La Cour était composée de :
Madame Cécile YOUL-PAILHES, Président
Madame [W] POCHIC, Conseiller
Monsieur Ambroise CATTEAU, Conseiller
qui en ont délibéré.
Greffier lors des débats : Mme Josiane BOMEA.
Les parties ont été avisées que le prononcé de la décision aurait lieu par mise à disposition au greffe le 12 Juin 2025.
ARRÊT
Contradictoire,
Prononcé par mise à disposition au greffe le 12 Juin 2025,
Signé par Madame Cécile YOUL-PAILHES, Président et Mme Josiane BOMEA, greffier auquel la minute de la décision a été remise par le magistrat signataire.
***
FAITS, PROCÉDURE, PRÉTENTIONS :
Madame [F] a donné à la SASU Easy Archi, représentée par monsieur [R], une mission de maîtrise d’oeuvre de travaux, de rénovation et de modification d’une piscine maçonnée selon contrat du 9 juillet 2021, et de création d’une terrasse, de réfection de façade et de finition de travaux de second oeuvre espace RDJ selon contrat du 12 juillet 2021.
Le 12 mai 2022, elle dénonçait un abandon de chantier et mettait en demeure la société Easy Archi de procéder aux travaux de reprise des désordres et à les achever avant le 15 juin 2022.
Par lettre recommandée du 13 septembre 2022, le conseil de madame [F] notifiait à la société Easy Archi la résiliation unilatérale des deux contrats précités aux motifs de malfaçons et de l’absence d’assurance responsabilité décennale.

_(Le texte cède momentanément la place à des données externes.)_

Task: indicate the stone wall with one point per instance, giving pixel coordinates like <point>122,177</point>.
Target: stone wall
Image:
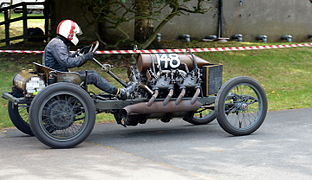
<point>248,17</point>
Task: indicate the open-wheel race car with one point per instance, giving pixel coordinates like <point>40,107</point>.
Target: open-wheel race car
<point>59,110</point>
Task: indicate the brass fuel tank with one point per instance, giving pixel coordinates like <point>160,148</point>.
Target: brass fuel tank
<point>145,61</point>
<point>20,79</point>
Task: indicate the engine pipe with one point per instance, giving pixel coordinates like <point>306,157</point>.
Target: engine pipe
<point>153,98</point>
<point>181,95</point>
<point>169,96</point>
<point>144,86</point>
<point>194,99</point>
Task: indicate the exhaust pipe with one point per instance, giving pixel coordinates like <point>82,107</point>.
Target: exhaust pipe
<point>144,86</point>
<point>194,99</point>
<point>170,94</point>
<point>181,95</point>
<point>153,98</point>
<point>158,107</point>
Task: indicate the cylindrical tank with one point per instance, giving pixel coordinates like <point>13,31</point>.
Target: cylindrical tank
<point>145,61</point>
<point>20,79</point>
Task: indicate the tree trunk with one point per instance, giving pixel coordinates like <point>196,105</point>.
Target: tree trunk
<point>143,23</point>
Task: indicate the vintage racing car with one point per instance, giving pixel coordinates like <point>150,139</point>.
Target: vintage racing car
<point>59,110</point>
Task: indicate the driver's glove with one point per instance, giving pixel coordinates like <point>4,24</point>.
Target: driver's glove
<point>88,56</point>
<point>84,50</point>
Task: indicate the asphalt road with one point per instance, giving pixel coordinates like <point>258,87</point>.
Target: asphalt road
<point>280,149</point>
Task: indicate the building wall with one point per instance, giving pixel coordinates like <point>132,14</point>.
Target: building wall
<point>271,17</point>
<point>251,18</point>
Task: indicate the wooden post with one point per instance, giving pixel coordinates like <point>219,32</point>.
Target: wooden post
<point>46,13</point>
<point>25,34</point>
<point>7,27</point>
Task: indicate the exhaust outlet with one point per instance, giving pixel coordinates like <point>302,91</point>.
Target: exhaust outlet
<point>169,96</point>
<point>153,98</point>
<point>195,96</point>
<point>181,95</point>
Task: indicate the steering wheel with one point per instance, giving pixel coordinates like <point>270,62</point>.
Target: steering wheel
<point>94,46</point>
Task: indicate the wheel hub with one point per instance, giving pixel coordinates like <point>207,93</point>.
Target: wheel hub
<point>61,114</point>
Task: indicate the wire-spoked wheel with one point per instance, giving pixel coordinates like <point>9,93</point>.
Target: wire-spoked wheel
<point>62,115</point>
<point>18,114</point>
<point>241,106</point>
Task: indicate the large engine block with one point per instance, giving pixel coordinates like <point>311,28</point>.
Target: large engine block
<point>173,75</point>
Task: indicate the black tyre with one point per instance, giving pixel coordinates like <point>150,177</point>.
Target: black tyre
<point>241,106</point>
<point>19,117</point>
<point>201,117</point>
<point>62,115</point>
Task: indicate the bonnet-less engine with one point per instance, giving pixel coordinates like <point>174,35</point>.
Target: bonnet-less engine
<point>173,83</point>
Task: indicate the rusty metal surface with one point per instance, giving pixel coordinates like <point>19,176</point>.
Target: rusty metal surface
<point>146,61</point>
<point>159,107</point>
<point>71,77</point>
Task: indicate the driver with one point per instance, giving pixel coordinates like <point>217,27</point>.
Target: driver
<point>57,56</point>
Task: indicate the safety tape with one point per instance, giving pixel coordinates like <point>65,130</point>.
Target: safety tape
<point>158,51</point>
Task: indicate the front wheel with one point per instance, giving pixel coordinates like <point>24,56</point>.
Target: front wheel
<point>241,106</point>
<point>18,114</point>
<point>62,115</point>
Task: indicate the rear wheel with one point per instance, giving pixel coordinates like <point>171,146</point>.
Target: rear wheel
<point>241,106</point>
<point>62,115</point>
<point>18,114</point>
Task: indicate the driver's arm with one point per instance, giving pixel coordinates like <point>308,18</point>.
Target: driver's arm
<point>64,58</point>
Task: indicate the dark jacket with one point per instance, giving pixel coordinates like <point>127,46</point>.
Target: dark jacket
<point>57,56</point>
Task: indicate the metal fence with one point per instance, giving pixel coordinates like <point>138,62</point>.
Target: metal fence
<point>24,18</point>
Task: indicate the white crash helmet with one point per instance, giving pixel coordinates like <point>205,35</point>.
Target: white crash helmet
<point>70,30</point>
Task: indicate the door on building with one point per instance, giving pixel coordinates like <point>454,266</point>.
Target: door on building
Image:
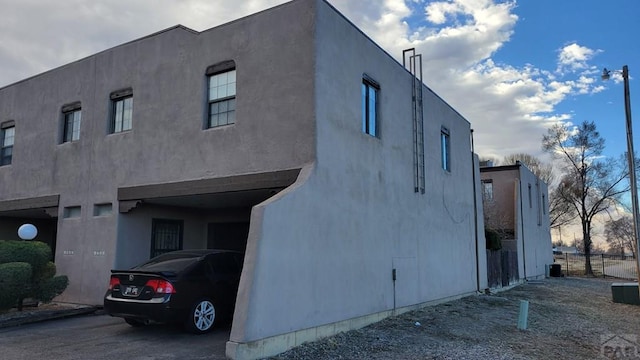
<point>166,236</point>
<point>228,236</point>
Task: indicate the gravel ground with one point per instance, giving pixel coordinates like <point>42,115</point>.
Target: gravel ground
<point>569,318</point>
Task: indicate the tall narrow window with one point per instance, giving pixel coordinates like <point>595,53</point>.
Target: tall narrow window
<point>487,190</point>
<point>121,110</point>
<point>166,236</point>
<point>71,124</point>
<point>7,134</point>
<point>445,149</point>
<point>370,90</point>
<point>221,79</point>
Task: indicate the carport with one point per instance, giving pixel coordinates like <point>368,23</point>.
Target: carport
<point>206,213</point>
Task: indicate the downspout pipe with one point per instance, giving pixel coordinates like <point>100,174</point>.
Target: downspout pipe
<point>475,211</point>
<point>524,256</point>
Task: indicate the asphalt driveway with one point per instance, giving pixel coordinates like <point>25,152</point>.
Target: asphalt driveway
<point>103,337</point>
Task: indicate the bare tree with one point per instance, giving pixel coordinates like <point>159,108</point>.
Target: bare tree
<point>589,184</point>
<point>561,212</point>
<point>496,219</point>
<point>538,168</point>
<point>619,234</point>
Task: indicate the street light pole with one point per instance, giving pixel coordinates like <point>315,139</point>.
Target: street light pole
<point>632,167</point>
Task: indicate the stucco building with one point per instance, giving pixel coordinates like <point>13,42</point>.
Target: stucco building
<point>287,134</point>
<point>516,204</point>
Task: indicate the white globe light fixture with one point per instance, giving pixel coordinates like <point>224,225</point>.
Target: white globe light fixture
<point>27,232</point>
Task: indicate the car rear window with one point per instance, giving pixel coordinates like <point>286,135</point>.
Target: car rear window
<point>168,263</point>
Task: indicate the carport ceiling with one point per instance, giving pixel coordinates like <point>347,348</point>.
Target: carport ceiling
<point>235,199</point>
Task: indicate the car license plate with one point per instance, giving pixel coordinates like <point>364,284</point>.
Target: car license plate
<point>130,291</point>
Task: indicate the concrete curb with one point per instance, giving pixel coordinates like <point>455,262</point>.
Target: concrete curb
<point>33,317</point>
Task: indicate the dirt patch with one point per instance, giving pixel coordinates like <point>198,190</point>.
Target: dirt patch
<point>569,318</point>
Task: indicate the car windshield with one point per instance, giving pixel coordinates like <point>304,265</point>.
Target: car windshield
<point>169,263</point>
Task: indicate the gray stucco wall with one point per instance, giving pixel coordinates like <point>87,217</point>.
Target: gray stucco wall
<point>530,219</point>
<point>274,126</point>
<point>356,214</point>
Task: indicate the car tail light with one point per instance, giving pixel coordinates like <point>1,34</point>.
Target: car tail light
<point>113,282</point>
<point>161,286</point>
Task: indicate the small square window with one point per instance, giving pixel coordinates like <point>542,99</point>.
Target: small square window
<point>7,135</point>
<point>72,212</point>
<point>487,190</point>
<point>222,99</point>
<point>121,111</point>
<point>102,209</point>
<point>370,90</point>
<point>71,131</point>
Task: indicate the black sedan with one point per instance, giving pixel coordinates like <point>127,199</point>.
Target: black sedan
<point>194,287</point>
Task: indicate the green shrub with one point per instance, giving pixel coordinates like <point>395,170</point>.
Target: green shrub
<point>41,284</point>
<point>494,242</point>
<point>13,278</point>
<point>36,253</point>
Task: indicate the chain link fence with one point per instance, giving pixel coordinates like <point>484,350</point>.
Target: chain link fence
<point>603,265</point>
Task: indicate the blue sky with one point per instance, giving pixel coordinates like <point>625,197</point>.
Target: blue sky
<point>512,68</point>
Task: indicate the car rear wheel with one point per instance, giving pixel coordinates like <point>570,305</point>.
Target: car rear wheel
<point>135,322</point>
<point>201,317</point>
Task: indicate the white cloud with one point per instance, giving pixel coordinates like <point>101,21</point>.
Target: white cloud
<point>509,107</point>
<point>574,57</point>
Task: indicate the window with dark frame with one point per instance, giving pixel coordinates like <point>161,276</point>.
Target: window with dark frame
<point>72,116</point>
<point>221,94</point>
<point>445,148</point>
<point>121,111</point>
<point>370,89</point>
<point>7,135</point>
<point>166,236</point>
<point>487,190</point>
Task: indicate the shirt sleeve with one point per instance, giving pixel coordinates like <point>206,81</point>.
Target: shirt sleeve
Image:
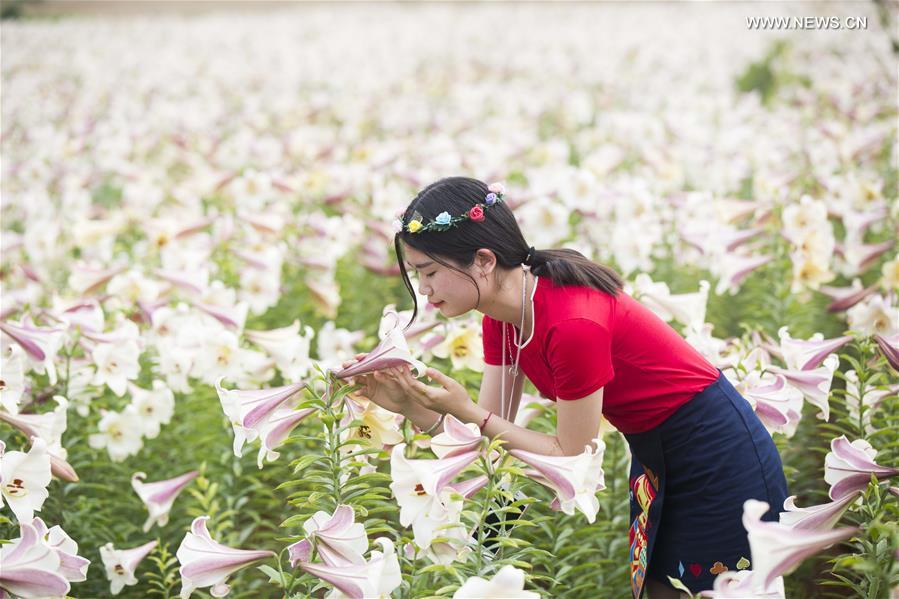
<point>491,335</point>
<point>579,354</point>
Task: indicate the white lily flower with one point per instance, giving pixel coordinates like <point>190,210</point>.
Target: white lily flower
<point>575,479</point>
<point>119,434</point>
<point>376,579</point>
<point>154,407</point>
<point>159,496</point>
<point>31,568</point>
<point>462,345</point>
<point>12,377</point>
<point>287,347</point>
<point>71,565</point>
<point>207,563</point>
<point>24,478</point>
<point>507,583</point>
<point>49,426</point>
<point>116,364</point>
<point>120,564</point>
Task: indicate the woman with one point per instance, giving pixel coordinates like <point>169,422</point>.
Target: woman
<point>699,451</point>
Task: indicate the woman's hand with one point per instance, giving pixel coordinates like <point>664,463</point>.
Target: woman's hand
<point>380,386</point>
<point>450,398</point>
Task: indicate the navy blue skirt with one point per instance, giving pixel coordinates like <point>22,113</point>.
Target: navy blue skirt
<point>689,478</point>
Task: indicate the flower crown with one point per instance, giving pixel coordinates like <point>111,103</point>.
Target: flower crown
<point>444,221</point>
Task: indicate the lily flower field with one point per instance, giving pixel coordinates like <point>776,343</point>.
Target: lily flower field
<point>197,235</point>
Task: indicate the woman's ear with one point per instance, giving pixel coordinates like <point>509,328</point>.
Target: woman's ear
<point>485,261</point>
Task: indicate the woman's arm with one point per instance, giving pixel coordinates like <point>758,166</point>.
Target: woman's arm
<point>577,423</point>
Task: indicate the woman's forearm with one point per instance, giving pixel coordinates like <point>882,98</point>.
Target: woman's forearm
<point>516,437</point>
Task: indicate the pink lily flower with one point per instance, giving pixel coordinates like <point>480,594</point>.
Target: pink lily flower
<point>85,279</point>
<point>160,495</point>
<point>846,297</point>
<point>816,517</point>
<point>340,540</point>
<point>457,438</point>
<point>31,568</point>
<point>848,466</point>
<point>250,410</point>
<point>71,565</point>
<point>806,355</point>
<point>575,479</point>
<point>86,315</point>
<point>40,343</point>
<point>814,384</point>
<point>377,578</point>
<point>207,563</point>
<point>230,316</point>
<point>741,584</point>
<point>778,549</point>
<point>778,405</point>
<point>121,564</point>
<point>275,430</point>
<point>889,347</point>
<point>392,351</point>
<point>735,268</point>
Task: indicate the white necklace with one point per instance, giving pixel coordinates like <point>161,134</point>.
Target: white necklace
<point>506,405</point>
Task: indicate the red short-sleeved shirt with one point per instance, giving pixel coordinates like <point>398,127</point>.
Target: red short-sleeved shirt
<point>585,339</point>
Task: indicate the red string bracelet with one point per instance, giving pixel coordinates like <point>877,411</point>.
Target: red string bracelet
<point>483,424</point>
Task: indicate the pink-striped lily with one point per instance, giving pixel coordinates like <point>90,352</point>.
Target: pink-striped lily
<point>814,384</point>
<point>160,495</point>
<point>816,517</point>
<point>231,316</point>
<point>778,405</point>
<point>392,351</point>
<point>575,479</point>
<point>31,568</point>
<point>741,584</point>
<point>121,564</point>
<point>339,539</point>
<point>848,466</point>
<point>86,315</point>
<point>249,410</point>
<point>71,565</point>
<point>778,549</point>
<point>207,563</point>
<point>809,354</point>
<point>41,344</point>
<point>85,279</point>
<point>846,297</point>
<point>275,430</point>
<point>889,347</point>
<point>376,579</point>
<point>457,438</point>
<point>24,478</point>
<point>422,489</point>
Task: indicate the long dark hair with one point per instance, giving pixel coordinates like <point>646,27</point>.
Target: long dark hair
<point>498,232</point>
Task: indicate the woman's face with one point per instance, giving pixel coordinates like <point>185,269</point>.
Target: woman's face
<point>452,292</point>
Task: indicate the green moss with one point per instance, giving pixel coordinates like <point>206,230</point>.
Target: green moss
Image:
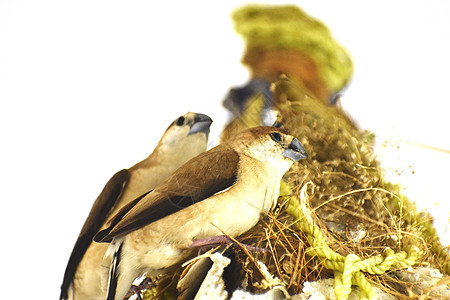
<point>288,27</point>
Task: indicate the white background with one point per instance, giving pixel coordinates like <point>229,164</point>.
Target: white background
<point>88,87</point>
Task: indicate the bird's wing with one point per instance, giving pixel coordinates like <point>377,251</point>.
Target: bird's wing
<point>97,216</point>
<point>201,177</point>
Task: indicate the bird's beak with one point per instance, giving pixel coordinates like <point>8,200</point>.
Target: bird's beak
<point>295,151</point>
<point>201,124</point>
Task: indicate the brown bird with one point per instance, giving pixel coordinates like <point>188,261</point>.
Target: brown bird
<point>86,274</point>
<point>226,188</point>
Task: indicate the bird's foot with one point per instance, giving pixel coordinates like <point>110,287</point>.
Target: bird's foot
<point>221,240</point>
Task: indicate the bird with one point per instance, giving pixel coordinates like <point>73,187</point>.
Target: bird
<point>223,190</point>
<point>86,274</point>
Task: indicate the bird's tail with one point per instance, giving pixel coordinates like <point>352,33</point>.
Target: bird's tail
<point>114,269</point>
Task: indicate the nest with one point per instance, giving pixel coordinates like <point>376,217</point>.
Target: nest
<point>356,210</point>
<point>335,209</point>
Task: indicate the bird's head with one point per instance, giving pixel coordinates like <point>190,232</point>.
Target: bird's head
<point>270,145</point>
<point>189,132</point>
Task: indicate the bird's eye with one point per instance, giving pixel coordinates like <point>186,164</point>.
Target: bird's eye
<point>180,121</point>
<point>276,136</point>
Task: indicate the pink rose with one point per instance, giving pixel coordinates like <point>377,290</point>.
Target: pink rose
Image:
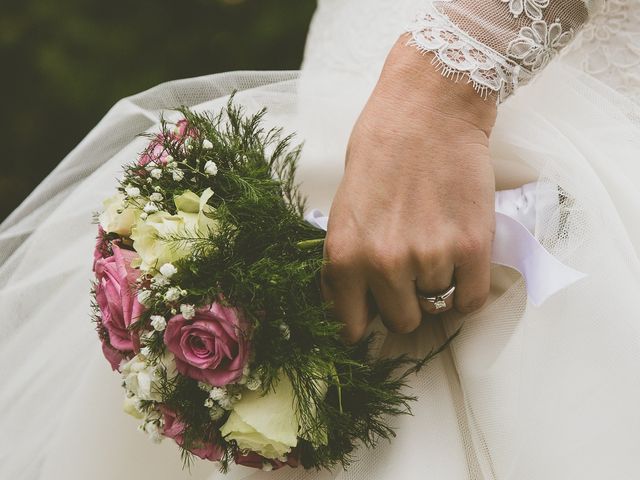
<point>116,297</point>
<point>174,429</point>
<point>253,460</point>
<point>210,347</point>
<point>156,152</point>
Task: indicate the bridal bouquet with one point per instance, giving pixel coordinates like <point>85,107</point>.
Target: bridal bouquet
<point>206,300</point>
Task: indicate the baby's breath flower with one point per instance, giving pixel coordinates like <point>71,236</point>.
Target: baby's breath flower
<point>160,280</point>
<point>210,168</point>
<point>132,192</point>
<point>150,207</point>
<point>144,296</point>
<point>173,294</point>
<point>158,322</point>
<point>226,403</point>
<point>168,270</point>
<point>218,393</point>
<point>216,413</point>
<point>188,311</point>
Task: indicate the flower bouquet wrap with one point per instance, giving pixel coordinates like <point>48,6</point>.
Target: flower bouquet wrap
<point>207,302</point>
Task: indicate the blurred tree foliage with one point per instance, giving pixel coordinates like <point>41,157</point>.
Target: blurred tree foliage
<point>65,62</point>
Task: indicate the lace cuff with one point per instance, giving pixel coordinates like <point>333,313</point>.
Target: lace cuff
<point>499,45</point>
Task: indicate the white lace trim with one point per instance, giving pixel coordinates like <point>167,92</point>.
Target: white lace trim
<point>459,55</point>
<point>609,47</point>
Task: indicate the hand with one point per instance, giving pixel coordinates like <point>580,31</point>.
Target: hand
<point>415,208</point>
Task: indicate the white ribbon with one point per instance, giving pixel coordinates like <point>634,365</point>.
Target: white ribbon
<point>514,245</point>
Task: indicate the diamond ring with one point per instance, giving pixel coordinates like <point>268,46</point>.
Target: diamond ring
<point>440,301</point>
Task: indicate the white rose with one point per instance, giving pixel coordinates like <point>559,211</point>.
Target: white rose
<point>116,218</point>
<point>141,378</point>
<point>130,407</point>
<point>268,424</point>
<point>192,219</point>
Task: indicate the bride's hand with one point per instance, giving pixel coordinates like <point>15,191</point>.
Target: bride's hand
<point>415,208</point>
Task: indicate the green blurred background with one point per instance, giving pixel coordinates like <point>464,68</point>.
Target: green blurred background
<point>65,62</point>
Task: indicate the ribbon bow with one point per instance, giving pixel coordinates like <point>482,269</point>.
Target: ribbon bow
<point>514,245</point>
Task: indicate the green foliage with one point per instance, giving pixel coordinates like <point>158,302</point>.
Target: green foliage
<point>264,259</point>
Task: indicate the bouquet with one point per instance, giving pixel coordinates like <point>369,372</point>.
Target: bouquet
<point>207,302</point>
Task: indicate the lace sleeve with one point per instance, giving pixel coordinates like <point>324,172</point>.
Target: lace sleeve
<point>498,44</point>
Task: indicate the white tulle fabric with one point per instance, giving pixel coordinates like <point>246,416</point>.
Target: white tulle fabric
<point>500,44</point>
<point>525,393</point>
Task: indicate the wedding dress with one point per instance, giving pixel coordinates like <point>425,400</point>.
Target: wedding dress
<point>524,393</point>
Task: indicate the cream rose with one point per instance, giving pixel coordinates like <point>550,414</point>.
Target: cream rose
<point>141,377</point>
<point>267,425</point>
<point>193,218</point>
<point>116,218</point>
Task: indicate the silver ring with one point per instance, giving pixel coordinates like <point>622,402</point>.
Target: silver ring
<point>439,301</point>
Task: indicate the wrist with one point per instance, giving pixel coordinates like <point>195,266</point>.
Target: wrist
<point>412,77</point>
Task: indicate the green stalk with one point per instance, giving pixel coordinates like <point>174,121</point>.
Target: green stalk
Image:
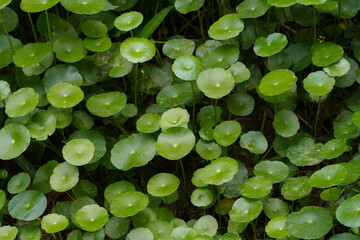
<point>183,173</point>
<point>215,110</point>
<point>7,34</point>
<point>314,12</point>
<point>49,30</point>
<point>317,117</point>
<point>136,83</point>
<point>32,27</point>
<point>264,118</point>
<point>201,25</point>
<point>194,103</point>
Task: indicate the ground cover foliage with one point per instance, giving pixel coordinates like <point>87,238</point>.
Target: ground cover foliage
<point>179,119</point>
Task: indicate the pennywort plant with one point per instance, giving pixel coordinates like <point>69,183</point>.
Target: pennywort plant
<point>179,119</point>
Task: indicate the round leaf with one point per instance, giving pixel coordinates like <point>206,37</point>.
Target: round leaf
<point>106,104</point>
<point>277,82</point>
<point>272,44</point>
<point>137,50</point>
<point>254,141</point>
<point>328,176</point>
<point>175,143</point>
<point>14,140</point>
<point>310,222</point>
<point>53,223</point>
<point>21,102</point>
<point>65,176</point>
<point>37,5</point>
<point>215,83</point>
<point>84,6</point>
<point>226,27</point>
<point>128,21</point>
<point>318,83</point>
<point>128,204</point>
<point>91,217</point>
<point>162,184</point>
<point>78,152</point>
<point>134,151</point>
<point>27,205</point>
<point>65,95</point>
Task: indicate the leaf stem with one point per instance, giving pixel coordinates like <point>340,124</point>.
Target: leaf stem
<point>7,33</point>
<point>317,117</point>
<point>136,83</point>
<point>32,27</point>
<point>183,173</point>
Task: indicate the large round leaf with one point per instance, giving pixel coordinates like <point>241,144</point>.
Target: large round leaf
<point>226,27</point>
<point>91,217</point>
<point>275,228</point>
<point>348,213</point>
<point>227,132</point>
<point>106,104</point>
<point>277,82</point>
<point>328,176</point>
<point>245,210</point>
<point>275,171</point>
<point>6,55</point>
<point>252,8</point>
<point>37,5</point>
<point>93,28</point>
<point>304,152</point>
<point>326,53</point>
<point>187,67</point>
<point>69,49</point>
<point>64,95</point>
<point>21,102</point>
<point>137,50</point>
<point>256,187</point>
<point>295,188</point>
<point>14,140</point>
<point>84,6</point>
<point>162,184</point>
<point>286,123</point>
<point>186,6</point>
<point>215,83</point>
<point>220,171</point>
<point>65,176</point>
<point>128,21</point>
<point>128,204</point>
<point>27,205</point>
<point>134,151</point>
<point>310,222</point>
<point>272,44</point>
<point>254,141</point>
<point>96,138</point>
<point>175,143</point>
<point>31,54</point>
<point>53,223</point>
<point>78,152</point>
<point>319,83</point>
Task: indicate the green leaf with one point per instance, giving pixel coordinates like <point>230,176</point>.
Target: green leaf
<point>134,151</point>
<point>14,139</point>
<point>175,143</point>
<point>310,222</point>
<point>154,23</point>
<point>33,6</point>
<point>106,104</point>
<point>186,6</point>
<point>27,205</point>
<point>84,7</point>
<point>52,223</point>
<point>228,26</point>
<point>162,184</point>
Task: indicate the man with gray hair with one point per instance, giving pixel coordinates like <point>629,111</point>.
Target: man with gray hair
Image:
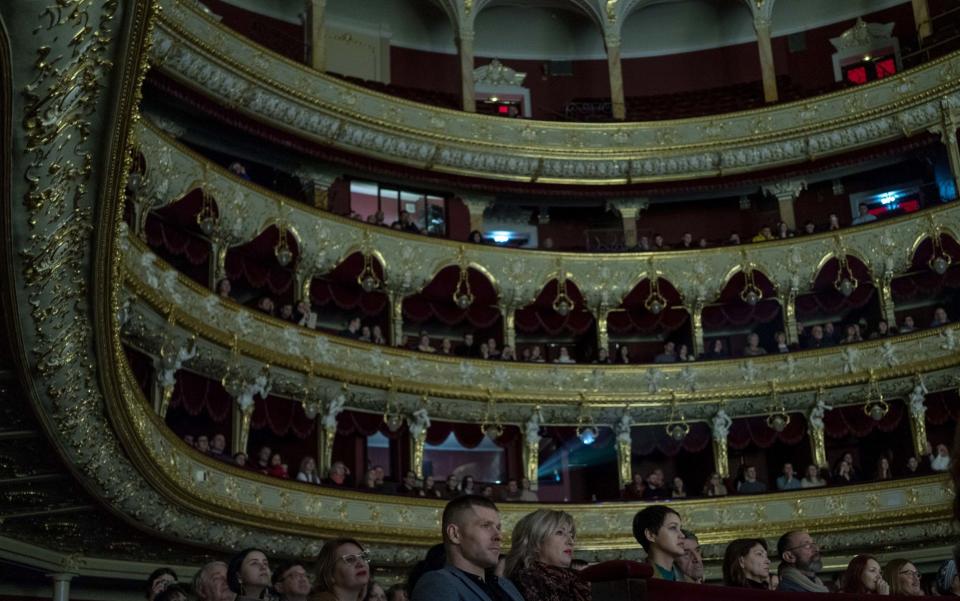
<point>210,583</point>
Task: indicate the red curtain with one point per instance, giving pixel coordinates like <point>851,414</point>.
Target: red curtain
<point>755,431</point>
<point>846,421</point>
<point>196,394</point>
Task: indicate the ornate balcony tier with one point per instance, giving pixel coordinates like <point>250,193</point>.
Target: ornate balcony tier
<point>194,49</point>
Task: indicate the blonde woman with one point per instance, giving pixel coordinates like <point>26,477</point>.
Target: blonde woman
<point>540,557</point>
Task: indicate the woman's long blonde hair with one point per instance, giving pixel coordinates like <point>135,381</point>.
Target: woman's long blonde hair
<point>529,534</point>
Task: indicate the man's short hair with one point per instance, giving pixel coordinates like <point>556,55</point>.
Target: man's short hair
<point>650,519</point>
<point>785,542</point>
<point>281,570</point>
<point>457,507</point>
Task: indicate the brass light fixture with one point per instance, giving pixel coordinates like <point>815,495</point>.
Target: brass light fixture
<point>462,295</point>
<point>875,407</point>
<point>207,217</point>
<point>845,282</point>
<point>751,293</point>
<point>562,304</point>
<point>778,419</point>
<point>941,259</point>
<point>491,425</point>
<point>677,428</point>
<point>655,301</point>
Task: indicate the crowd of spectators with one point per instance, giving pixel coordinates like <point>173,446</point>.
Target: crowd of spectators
<point>540,566</point>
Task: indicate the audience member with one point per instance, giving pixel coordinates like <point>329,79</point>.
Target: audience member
<point>342,571</point>
<point>690,564</point>
<point>290,579</point>
<point>788,481</point>
<point>746,565</point>
<point>812,479</point>
<point>903,578</point>
<point>863,576</point>
<point>540,555</point>
<point>714,487</point>
<point>248,575</point>
<point>750,485</point>
<point>471,539</point>
<point>658,530</point>
<point>158,581</point>
<point>210,583</point>
<point>308,471</point>
<point>799,563</point>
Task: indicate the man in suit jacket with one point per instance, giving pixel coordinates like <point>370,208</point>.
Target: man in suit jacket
<point>471,540</point>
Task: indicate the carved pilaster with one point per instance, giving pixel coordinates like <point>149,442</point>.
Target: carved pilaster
<point>786,193</point>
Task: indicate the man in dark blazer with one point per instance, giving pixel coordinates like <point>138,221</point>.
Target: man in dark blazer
<point>471,539</point>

Une ordonnance du 2 juin 2023 du juge des référés de [Localité 11] ordonnait une expertise confiée à monsieur [X].
Une ordonnance du 14 novembre 2023 du juge de l’exécution de [Localité 11] autorisait madame [F] à inscrire une hypothèque judiciaire provisoire sur deux biens immobiliers, propriété de monsieur [R], situés [Adresse 5] et [Adresse 8], aux fins de garantie de paiement de la somme de 75 000 € correspondant au montant des travaux de réfection complète de la piscine (70 000 €) et au montant de deux devis de pose de menuiseries (5 000 €).
Le 22 novembre 2023, madame [F] procédait à l’inscription des deux hypothèques précitées . Le 27 novembre suivant, elle dénonçait les inscriptions précitées à monsieur [R].
Le 5 avril 2024, monsieur [R] faisait assigner madame [F] devant le juge de l’exécution de [Localité 11] aux fins de mainlevée des deux inscriptions précitées et de condamnation au paiement d’une somme de 25 000 € de dommages ainsi que d’une indemnité de 5 000 € pour frais irrépétibles.
Par jugement du 10 septembre 2024, le juge de l’exécution de [Localité 11] :
— déboutait monsieur [R] de toutes ses demandes,
— condamnait monsieur [R] au paiement d’une indemnité de 800 € au titre de l’article 700 du code de procédure civile et aux dépens.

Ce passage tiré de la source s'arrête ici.